Again backups and accept defaults is what has worked for me as then I can restore or compare new settings with my old settings.

r_widell
September 27th, 2017, 04:53 AM
Almost certainly.
Follow the suggestion above about selecting the "Something else" ("Manual" in Kubuntu) option at the disk partitioning stage.
To do a clean install, ensure that / (root), /boot and any other system mount points (/lib, /srv, /var, etc.) will be formatted.
Ensure that the /home mountpoint doesn't get formatted.

The installer will put any necessary user startup files in the /home/USERNAME directory.

Note that there may be some cruft left over if any of the user startup files have different filenames under the new system.

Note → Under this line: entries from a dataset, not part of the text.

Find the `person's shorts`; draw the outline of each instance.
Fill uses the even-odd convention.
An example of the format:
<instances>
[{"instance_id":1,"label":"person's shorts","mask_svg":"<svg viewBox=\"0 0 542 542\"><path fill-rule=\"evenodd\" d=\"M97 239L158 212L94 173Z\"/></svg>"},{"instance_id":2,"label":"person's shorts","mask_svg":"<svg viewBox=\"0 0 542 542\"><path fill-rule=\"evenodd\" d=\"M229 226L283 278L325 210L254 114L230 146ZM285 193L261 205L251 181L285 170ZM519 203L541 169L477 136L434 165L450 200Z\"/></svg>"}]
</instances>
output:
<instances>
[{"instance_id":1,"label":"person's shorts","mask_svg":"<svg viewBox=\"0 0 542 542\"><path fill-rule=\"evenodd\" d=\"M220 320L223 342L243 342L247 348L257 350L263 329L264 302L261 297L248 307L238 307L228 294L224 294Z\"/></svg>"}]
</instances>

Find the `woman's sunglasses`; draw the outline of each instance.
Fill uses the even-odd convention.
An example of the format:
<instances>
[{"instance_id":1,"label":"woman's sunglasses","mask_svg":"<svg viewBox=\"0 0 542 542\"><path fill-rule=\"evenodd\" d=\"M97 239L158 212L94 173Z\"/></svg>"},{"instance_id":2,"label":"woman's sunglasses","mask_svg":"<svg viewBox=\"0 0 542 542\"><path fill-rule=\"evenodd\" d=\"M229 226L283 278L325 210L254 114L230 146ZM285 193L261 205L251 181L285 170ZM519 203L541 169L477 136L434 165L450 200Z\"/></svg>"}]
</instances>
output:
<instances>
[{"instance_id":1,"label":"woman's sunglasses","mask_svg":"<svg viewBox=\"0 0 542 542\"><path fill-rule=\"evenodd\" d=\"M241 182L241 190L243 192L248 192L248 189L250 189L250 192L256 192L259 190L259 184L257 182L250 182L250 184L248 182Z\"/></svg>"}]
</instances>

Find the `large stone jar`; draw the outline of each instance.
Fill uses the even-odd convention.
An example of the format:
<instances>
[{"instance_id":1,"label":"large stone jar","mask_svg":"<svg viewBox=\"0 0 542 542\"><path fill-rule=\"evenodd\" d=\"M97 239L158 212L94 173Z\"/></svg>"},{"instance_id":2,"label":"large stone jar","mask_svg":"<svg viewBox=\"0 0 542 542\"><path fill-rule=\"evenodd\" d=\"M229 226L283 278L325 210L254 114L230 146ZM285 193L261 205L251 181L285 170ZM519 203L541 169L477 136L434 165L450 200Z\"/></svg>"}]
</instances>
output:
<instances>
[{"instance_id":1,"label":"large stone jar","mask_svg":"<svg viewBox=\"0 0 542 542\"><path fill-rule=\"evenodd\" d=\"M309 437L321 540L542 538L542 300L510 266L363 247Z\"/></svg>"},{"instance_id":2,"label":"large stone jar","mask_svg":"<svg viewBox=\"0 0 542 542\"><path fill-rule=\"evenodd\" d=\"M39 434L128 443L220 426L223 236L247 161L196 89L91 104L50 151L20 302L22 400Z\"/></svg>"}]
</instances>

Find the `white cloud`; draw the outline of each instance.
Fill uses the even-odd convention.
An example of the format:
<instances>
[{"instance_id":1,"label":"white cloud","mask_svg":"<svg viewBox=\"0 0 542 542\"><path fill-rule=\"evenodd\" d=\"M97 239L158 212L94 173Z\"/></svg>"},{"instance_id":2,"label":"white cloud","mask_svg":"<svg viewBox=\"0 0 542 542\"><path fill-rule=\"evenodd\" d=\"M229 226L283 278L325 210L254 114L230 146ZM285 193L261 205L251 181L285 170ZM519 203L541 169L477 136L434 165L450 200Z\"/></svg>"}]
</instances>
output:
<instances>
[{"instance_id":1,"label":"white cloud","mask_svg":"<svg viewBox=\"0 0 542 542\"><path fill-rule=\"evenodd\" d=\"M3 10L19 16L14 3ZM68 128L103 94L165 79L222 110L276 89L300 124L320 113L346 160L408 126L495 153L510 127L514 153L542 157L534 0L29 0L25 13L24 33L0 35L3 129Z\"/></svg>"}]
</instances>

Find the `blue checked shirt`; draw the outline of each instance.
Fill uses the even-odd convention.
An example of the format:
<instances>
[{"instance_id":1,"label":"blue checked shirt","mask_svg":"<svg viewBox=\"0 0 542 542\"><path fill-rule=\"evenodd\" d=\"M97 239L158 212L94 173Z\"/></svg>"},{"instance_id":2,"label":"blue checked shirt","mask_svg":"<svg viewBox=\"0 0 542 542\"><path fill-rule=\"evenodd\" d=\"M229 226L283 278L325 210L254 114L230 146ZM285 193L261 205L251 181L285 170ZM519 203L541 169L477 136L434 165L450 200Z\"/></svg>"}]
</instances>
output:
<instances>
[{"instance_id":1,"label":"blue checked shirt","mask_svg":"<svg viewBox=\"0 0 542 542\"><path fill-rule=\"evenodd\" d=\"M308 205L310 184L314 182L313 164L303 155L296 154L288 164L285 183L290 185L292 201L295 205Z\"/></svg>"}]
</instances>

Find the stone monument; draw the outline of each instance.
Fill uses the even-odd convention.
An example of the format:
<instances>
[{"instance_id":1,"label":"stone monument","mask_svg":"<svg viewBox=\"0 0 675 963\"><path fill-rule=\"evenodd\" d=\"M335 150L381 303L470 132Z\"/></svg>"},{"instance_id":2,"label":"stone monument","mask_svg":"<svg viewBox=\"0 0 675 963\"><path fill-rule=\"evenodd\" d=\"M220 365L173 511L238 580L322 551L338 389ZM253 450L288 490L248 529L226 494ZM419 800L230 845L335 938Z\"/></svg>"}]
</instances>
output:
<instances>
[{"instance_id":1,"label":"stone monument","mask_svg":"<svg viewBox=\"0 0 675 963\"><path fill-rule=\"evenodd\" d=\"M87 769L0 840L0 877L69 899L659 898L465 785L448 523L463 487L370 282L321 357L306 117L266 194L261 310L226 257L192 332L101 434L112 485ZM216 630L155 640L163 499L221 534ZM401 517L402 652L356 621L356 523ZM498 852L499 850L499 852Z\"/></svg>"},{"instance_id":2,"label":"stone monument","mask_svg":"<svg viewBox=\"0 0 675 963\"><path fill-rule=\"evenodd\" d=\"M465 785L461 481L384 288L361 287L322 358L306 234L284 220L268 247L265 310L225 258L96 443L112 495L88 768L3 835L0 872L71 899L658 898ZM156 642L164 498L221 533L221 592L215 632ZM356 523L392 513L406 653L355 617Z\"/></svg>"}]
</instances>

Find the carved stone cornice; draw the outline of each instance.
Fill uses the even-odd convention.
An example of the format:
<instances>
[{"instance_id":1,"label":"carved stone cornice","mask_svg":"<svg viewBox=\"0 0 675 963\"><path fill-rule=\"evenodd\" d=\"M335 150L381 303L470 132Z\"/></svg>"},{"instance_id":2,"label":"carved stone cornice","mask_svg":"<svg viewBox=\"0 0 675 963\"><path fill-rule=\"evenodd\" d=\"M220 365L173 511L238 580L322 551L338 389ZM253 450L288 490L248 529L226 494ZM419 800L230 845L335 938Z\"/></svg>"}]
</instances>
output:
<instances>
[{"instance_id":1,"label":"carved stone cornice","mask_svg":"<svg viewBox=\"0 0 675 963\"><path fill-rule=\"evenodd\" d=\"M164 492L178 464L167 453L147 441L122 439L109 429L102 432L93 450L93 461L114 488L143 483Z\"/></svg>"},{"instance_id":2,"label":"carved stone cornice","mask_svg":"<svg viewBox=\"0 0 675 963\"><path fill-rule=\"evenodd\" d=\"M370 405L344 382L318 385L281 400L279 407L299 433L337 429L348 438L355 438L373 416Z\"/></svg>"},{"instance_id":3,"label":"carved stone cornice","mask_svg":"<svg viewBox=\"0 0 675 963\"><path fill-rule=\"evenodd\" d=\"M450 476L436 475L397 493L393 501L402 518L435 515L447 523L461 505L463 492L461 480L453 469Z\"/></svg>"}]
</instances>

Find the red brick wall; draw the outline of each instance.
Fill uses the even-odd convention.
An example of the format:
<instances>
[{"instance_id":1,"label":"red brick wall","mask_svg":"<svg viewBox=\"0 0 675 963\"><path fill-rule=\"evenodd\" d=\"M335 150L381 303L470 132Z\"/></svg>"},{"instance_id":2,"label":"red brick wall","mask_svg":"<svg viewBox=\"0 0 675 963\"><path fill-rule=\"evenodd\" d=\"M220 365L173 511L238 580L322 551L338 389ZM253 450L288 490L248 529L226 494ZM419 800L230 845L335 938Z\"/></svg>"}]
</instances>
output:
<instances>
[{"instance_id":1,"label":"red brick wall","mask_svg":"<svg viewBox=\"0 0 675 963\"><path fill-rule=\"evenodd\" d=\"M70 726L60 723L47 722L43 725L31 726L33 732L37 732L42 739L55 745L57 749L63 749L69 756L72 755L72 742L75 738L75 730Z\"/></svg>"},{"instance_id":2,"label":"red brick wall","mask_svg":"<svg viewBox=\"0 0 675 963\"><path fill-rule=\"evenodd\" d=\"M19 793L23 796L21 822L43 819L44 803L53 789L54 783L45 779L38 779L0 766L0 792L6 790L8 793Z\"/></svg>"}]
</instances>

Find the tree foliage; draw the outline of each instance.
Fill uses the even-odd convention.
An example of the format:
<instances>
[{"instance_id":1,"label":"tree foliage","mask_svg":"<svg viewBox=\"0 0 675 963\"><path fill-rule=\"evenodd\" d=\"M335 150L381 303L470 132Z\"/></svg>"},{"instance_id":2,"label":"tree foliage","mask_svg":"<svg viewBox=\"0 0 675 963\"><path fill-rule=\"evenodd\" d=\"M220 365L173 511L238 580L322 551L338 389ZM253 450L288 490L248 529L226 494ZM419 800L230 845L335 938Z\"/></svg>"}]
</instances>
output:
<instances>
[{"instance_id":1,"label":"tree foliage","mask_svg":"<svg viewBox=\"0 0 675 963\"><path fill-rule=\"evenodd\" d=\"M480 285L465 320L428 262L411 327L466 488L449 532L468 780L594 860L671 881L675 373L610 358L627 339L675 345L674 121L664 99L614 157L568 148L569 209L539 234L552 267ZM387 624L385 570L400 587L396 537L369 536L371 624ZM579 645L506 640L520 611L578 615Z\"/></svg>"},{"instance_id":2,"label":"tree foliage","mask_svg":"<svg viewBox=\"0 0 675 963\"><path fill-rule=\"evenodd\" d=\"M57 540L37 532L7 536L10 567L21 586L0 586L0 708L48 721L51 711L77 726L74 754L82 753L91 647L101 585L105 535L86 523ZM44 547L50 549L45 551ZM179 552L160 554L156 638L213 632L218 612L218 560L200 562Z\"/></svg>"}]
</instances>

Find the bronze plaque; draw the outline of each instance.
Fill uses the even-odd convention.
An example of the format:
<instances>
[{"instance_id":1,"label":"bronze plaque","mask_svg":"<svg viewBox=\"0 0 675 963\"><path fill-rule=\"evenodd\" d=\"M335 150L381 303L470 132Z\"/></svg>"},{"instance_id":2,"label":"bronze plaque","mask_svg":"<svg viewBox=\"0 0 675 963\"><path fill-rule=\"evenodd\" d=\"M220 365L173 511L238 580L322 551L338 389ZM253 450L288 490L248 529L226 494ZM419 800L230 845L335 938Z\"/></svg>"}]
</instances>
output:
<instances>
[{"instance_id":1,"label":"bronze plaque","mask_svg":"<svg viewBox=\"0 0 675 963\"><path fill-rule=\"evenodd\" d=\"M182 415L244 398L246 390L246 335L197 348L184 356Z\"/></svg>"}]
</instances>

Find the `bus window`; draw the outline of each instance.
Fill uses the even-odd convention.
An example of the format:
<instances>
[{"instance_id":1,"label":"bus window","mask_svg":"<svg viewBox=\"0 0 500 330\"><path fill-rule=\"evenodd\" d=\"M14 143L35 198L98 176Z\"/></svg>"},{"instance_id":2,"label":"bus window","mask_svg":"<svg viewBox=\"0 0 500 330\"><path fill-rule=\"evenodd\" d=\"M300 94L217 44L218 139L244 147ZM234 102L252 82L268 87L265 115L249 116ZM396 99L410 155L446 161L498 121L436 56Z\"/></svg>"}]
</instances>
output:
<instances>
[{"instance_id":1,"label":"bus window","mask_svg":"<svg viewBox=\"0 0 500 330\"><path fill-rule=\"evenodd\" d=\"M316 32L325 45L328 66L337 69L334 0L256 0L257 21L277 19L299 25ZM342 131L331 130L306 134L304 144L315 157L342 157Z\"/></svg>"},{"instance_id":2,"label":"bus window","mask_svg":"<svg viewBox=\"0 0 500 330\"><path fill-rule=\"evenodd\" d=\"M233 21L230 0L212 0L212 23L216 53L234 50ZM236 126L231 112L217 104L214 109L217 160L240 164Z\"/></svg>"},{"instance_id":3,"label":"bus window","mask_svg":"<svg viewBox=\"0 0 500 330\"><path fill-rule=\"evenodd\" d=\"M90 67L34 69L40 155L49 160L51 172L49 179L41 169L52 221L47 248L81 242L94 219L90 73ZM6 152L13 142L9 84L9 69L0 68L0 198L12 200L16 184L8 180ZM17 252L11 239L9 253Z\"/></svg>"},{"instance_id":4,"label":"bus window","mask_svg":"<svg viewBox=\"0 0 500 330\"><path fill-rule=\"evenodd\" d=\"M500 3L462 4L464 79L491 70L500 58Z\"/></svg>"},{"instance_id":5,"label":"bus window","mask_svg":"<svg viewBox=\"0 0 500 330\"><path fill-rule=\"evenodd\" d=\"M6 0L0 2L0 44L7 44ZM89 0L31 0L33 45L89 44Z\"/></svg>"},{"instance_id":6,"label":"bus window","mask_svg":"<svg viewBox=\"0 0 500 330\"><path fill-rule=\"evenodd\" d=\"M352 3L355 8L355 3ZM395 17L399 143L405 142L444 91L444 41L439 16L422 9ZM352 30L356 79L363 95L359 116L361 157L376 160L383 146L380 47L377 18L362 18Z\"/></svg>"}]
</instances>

I've never seen this cruft cause problems, since the old files never get used, but that doesn't mean that yours won't be the first.

Enjoy your new system.
ron

efflandt
September 27th, 2017, 07:49 AM
I don't have a separate /home partition. But when I was going to do a fresh install of 14.04, I totally copied my 12.04 /home to an external drive, installed 14.04, then copied everything for /home back from the external drive. Everything worked.

When I installed 16.10 (due to issues I had with 16.04) to a different drive (mSATA from failed laptop in SATA adapter) I did not copy my entire /home over to that, I just copied over things related to firefox (so I would have bookmarks) and Steam game files which I had to relocate to the newer path after installing Steam, putting what was in ~/.local/share/Steam/SteamApps/ into ~/.steam/steam/steamapps/ (since original path from 12.04 that still also worked in 14.04 did not work in 16.10).

On a related note, on a tablet PC I split a 32 GB SD card into 3 partitions, one Ubuntu, one Lubuntu, both using a common /home partition (with grub only installed on one OS). That all worked fine.

Since 16.10 has reached end of support I need to figure out whether to back up to 16.04 LTS or upgrade to short term version 17.04.